Today’s Credentialism is not theoretical. It is formulaic. It is tactical. It is the smoke under which bad-faith people conduct their bad-faithery. It converts the power of public process into moral authority. And, these days, it is corrosive. At this point in my career, I see someone with an AICP credential as a red flag. Why? Because I have just personally seen too many instances of bad behavior by those with that AICP credential.
THE COLLEGE TOWN CREDENTIAL CONUNDRUM
Why has it gotten so bad? As progressivism matured, it has increasingly relied on the academy for its intellectual spine. Few institutions fetishize credentials more than academia. Power is gated behind degrees; before the PhD, you are labor, often poorly paid, serving the PhD. Afterward, you are granted authority. Elite institutions run on a culture of “kiss up, kick down”. The credential becomes not merely evidence of training, but a mechanism of exclusion whose value depends on minimizing the legitimacy of those without it.
That helps explain why so many of the loudest NIMBY voices happen to possess doctorates, which—often hilariously—always seem to be in fields entirely unrelated to housing, construction, or land use. “I have a PhD,” we are told—in something like ethnopharmacology or literary theory—“so let me explain zoning to you.”
In Jane Jacobs’ mid-century, credentialism was simpler. Being white and male was the primary ticket. Being Ivy League all but assured power. Yale University provided Robert Moses with institutional cover as he amassed extraordinary power through manipulation rather than competence. Conversely, Jane Jacobs ultimately prevailed not because she had credentials, but because she observed clearly, reasoned honestly, and told the truth—publicly.
Today’s credentialism is more fragmented and more aggressively abused. In public meetings, identity, academic status, nonprofit affiliation, and even poverty itself are treated as unimpeachable credentials. I have watched local NIMBY campaigns recruit speakers almost entirely for the optics of their credentials. I have watched public-housing residents handed scripts to slander builders they had never met. I have watched a PhD inserted 195 weeks into a 200-week reform process and encouraged to offer “expert testimony” to demand a full engagement reset, so a research agenda could be built on postponement. I have watched nonprofit housing leaders oppose housing because the social rewards of “good vibes” outweighed the obligation to build homes.
Such is credentialism in the modern age.
Each credential becomes a shield. And each shield becomes a veto. Debate ends, not because the argument is wrong, but because the speaker is deemed to be above critique. In these cases, credentialism is played as a trump card. And for housing obstructors, then, the goal is to flood the field with trump cards.
This is the Moses playbook, updated for the credential age.
The solution is not to reject expertise.

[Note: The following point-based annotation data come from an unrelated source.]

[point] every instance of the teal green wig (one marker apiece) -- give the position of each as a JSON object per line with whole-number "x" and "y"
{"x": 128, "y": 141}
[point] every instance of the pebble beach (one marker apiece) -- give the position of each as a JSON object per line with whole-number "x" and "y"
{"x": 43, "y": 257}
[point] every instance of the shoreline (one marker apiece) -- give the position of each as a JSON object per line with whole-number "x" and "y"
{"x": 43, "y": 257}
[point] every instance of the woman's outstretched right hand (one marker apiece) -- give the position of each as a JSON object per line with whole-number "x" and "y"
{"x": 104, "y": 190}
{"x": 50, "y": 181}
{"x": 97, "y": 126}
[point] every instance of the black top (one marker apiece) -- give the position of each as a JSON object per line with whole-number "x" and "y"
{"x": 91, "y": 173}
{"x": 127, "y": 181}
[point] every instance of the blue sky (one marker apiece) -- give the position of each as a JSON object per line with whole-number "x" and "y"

It is to demand accountability from experts.
HOW DO WE FIX THIS?
Credential-issuing institutions—from the academy to the Congress for the New Urbanism to the American Planning Association—must have clear, transparent, and frequently used hearing procedures to strip credentials from those who abuse them.
If the academy never expels anyone, why should anyone trust the academy? And if the many narcissists among us are made aware that credentials are a path to power, and there is no consequence for abuse of that power, won't they be naturally attracted to the no-cost nature of credential procurement?
If professional organizations certify people who openly violate their own stated principles—and never act to apply recourse for such behavior—then credentials become meaningless business-card ornaments. That’s on the credential-granting organizations and their good-faith members to defend.
Jane Jacobs did not win because she was anti-expert. She won because she was right—and because she was willing to challenge authority without institutional permission.
The problem isn’t that expertise is overrated. It’s that we’ve stopped demanding competence from experts.